= Christian Ludewig Theodor Winkelmann =

German piano maker (1812–1875)

Christian Ludewig Theodor Winkelmann, also spelled Winckelmann (3 November 1812 – 7 February 1875) was a German piano maker.

== Life ==
Born in Braunschweig, Winkelmann was the son of a master carpenter. He first worked with luthier Carl Rautmann in Wolfenbüttel and in 1837 he founded a piano factory in Brunswick. The first 3 uprights were made at home. Then grand pianos were made. In 1851, through the pianist Henry Litolff, an association was formed with the piano manufacturer Friedrich Zeitter from Vienna who introduced some innovations such as iron frames. This increased production from 60 to 80 instruments per year. The company named Zeitter & Winkelmann was one of the largest piano manufacturers in northern Germany.

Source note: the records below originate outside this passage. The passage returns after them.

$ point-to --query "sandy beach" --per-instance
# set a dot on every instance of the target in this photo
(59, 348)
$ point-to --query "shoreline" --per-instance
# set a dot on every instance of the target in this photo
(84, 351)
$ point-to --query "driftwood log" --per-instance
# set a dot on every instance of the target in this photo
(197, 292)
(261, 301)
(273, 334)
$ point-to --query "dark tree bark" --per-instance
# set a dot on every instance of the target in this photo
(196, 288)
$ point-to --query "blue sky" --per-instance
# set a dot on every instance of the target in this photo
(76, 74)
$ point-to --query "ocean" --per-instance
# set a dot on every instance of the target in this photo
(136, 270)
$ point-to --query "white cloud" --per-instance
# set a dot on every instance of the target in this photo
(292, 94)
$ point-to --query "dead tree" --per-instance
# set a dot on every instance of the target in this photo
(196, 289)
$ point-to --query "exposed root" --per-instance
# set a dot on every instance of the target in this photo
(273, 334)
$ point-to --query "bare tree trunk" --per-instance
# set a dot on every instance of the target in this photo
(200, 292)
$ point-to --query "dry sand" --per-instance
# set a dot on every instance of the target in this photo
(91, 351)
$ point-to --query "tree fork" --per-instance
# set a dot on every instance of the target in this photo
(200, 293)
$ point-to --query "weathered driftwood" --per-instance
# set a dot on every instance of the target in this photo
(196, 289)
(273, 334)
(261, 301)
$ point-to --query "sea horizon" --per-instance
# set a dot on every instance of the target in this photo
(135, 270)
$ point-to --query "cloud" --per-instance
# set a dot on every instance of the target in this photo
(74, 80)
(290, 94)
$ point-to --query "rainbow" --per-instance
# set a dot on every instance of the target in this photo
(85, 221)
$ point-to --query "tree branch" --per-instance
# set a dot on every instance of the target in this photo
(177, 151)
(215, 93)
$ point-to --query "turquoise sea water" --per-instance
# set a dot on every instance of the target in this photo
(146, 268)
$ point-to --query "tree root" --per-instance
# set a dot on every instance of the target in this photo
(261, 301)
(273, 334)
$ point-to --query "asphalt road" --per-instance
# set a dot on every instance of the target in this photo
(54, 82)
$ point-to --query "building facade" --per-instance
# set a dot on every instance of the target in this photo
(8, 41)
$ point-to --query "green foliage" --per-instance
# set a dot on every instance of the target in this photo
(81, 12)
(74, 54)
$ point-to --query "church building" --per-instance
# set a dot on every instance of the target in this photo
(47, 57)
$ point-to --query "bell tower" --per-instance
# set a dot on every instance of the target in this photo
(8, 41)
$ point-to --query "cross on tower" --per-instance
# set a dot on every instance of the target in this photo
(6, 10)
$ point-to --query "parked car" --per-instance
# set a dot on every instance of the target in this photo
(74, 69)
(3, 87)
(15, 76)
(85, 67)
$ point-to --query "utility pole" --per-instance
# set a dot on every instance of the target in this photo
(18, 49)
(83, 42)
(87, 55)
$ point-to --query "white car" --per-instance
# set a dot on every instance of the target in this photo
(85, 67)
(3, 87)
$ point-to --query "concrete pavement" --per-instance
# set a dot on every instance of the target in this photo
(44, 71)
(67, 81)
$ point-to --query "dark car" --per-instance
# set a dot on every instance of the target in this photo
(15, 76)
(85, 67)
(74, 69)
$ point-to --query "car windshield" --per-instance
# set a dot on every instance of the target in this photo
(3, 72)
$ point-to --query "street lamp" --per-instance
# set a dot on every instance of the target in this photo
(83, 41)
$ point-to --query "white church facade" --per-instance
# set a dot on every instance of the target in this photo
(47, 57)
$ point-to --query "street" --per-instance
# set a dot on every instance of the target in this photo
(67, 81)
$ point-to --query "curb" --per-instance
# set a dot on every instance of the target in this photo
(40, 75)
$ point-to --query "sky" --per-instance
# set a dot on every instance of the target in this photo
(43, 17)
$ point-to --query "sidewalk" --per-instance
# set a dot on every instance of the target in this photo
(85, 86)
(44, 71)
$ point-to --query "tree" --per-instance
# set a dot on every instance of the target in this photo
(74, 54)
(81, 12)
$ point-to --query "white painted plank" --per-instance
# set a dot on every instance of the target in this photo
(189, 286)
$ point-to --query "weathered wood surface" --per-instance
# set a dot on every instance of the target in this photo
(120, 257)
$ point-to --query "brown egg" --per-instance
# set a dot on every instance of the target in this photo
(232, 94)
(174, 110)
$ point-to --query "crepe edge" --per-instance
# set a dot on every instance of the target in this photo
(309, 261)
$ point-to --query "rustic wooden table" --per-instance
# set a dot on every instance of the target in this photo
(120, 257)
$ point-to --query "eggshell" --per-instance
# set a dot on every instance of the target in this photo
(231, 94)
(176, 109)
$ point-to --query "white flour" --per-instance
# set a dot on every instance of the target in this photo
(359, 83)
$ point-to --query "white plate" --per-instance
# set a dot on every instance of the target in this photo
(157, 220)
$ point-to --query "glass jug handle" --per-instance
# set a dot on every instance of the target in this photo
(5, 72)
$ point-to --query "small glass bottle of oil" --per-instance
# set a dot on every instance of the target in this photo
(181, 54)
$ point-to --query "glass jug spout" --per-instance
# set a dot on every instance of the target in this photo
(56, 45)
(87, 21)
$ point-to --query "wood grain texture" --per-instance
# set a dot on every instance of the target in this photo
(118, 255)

In 1860, Winkelmann was appointed a supplier of pianos for the ducal court.

Winkelmann's grandson was the tenor Hermann Winkelmann and his great grandson the tenor Hans Winckelmann.

== Bibliography ==
- Horst-Rüdiger Jarck, Günter Scheel (editors): Braunschweigisches Biographisches Lexikon – 19. und 20. Jahrhundert. Hahnsche Buchhandlung, Hannover 1996, ISBN 3-7752-5838-8.